A New Strategy of Outlier Detection for QSAR/QSPR

作者:Cao, Dong-Sheng; Liang, Yi-Zeng*; Xu, Qing-Song; Li, Hong-Dong; Chen, Xian
来源:Journal of Computational Chemistry, 2010, 31(3): 592-602.
DOI:10.1002/jcc.21351

摘要

The crucial step of building a high performance QSAR/QSPR model is the detection of outliers in the model. Detecting outliers in a multivariate point cloud is not trivial, especially when several outliers coexist in the model. The classical identification methods do not always identify them, because they are based on the sample mean and covariance matrix influenced by the outliers. Moreover, existing methods only lay stress on some type of outliers but not all the outliers. To avoid these problems and detect all kinds of outliers simultaneously, we provide a new strategy based on Monte-Carlo cross-validation, which was termed as the MC method. The MC method inherently provides a feasible way to detect different kinds of outliers by establishment of many cross-predictive models. With the help of the distribution of predictive residuals such obtained. it seems to be able to reduce the risk caused by the masking effect.
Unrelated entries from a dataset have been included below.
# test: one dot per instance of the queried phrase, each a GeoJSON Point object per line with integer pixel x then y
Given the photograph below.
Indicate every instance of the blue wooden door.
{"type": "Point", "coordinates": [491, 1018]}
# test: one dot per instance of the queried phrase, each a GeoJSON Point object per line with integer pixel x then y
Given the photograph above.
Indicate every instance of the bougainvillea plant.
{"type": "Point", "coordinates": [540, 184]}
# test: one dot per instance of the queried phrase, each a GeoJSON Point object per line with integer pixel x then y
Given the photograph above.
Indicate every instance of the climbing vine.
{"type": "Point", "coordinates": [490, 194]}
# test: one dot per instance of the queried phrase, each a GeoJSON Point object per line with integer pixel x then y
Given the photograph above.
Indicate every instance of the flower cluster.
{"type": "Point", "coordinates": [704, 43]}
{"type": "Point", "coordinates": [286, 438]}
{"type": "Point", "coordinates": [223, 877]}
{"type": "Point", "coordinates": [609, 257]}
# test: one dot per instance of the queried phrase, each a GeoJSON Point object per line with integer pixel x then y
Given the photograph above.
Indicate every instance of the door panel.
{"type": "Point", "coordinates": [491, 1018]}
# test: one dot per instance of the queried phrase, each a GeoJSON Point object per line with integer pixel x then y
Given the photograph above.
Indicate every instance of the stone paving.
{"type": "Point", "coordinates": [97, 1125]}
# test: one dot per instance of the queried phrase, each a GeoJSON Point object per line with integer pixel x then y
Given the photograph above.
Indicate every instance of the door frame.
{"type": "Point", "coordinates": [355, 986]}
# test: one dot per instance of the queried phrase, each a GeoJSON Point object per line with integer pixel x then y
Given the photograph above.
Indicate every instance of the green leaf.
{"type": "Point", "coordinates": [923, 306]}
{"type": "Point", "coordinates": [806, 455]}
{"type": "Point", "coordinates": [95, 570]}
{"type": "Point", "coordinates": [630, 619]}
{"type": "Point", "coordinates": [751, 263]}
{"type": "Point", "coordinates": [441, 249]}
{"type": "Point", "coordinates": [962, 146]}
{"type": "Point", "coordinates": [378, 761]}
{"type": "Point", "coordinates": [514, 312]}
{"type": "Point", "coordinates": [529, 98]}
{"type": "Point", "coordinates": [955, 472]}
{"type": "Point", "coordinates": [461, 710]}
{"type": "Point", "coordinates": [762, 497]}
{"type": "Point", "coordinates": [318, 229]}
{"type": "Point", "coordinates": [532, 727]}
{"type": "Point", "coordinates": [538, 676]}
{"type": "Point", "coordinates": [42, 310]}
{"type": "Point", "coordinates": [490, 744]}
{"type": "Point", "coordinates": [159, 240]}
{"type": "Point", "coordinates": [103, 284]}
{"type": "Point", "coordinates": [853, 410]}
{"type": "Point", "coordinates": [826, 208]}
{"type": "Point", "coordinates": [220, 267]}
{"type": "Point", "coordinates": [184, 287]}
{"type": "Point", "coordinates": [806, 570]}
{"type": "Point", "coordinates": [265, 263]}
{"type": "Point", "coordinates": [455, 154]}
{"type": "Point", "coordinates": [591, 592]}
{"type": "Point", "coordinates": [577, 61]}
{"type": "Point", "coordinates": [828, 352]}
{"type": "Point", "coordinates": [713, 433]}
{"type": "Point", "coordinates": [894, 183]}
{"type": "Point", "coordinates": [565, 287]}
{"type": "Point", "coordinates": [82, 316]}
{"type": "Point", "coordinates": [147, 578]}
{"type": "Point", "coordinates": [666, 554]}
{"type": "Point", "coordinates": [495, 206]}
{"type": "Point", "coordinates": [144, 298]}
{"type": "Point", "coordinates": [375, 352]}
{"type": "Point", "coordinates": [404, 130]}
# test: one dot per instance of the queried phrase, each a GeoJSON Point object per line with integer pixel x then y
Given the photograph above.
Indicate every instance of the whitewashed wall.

In addition, a new display is proposed, in which the absolute values of mean value of predictive residuals are plotted versus standard deviations of predictive residuals. The plot divides the data into normal samples, y direction outliers and X direction outliers. Several examples are used to demonstrate the detection ability of MC method through the comparison of different diagnostic methods.